With an October deadline approaching, contractors working on 20 road bridges in Regions Five and Six were criticised yesterday for shoddy work and Minister Juan Edghill warned that penalty clauses will be applied where necessary.
Edghill, Minister in the Ministry of Finance, paid an impromptu visit with the media in tow
to the IDB-funded project and heard complaints from residents and workers.
“I think the contractors have to start doing exactly as instructed because these works have to be finished by the deadline… they had enough time … if not the penalty clauses must be strictly adhered to…they must know,” he said, speaking at the end of the inspections.

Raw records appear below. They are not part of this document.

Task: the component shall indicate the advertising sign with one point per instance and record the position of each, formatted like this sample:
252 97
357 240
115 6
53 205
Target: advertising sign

The minister spearheaded a team, which included the Chairmen of Regions Five and Six and personnel from his ministry, in the inspection of bridges from Canje in Berbice and all along the East Coast of Demerara.
The construction of the bridges falls under Phase 2 of a $4,981,500,000 Inter-American Development Bank (IDB) loan given for the completion of 20 structures from Timehri to Berbice.
In this phase, two companies were awarded contracts totaling around $1 billion for the construction of the structures. Kares Construction received a contract sum for $545,488,083 while V Dalip Engineering was awarded a contract for $554,171,990.
While assurances were given in a number of cases that works would be completed in the coming weeks, in other cases issues were raised about the ready availability of stone and steel and other construction material.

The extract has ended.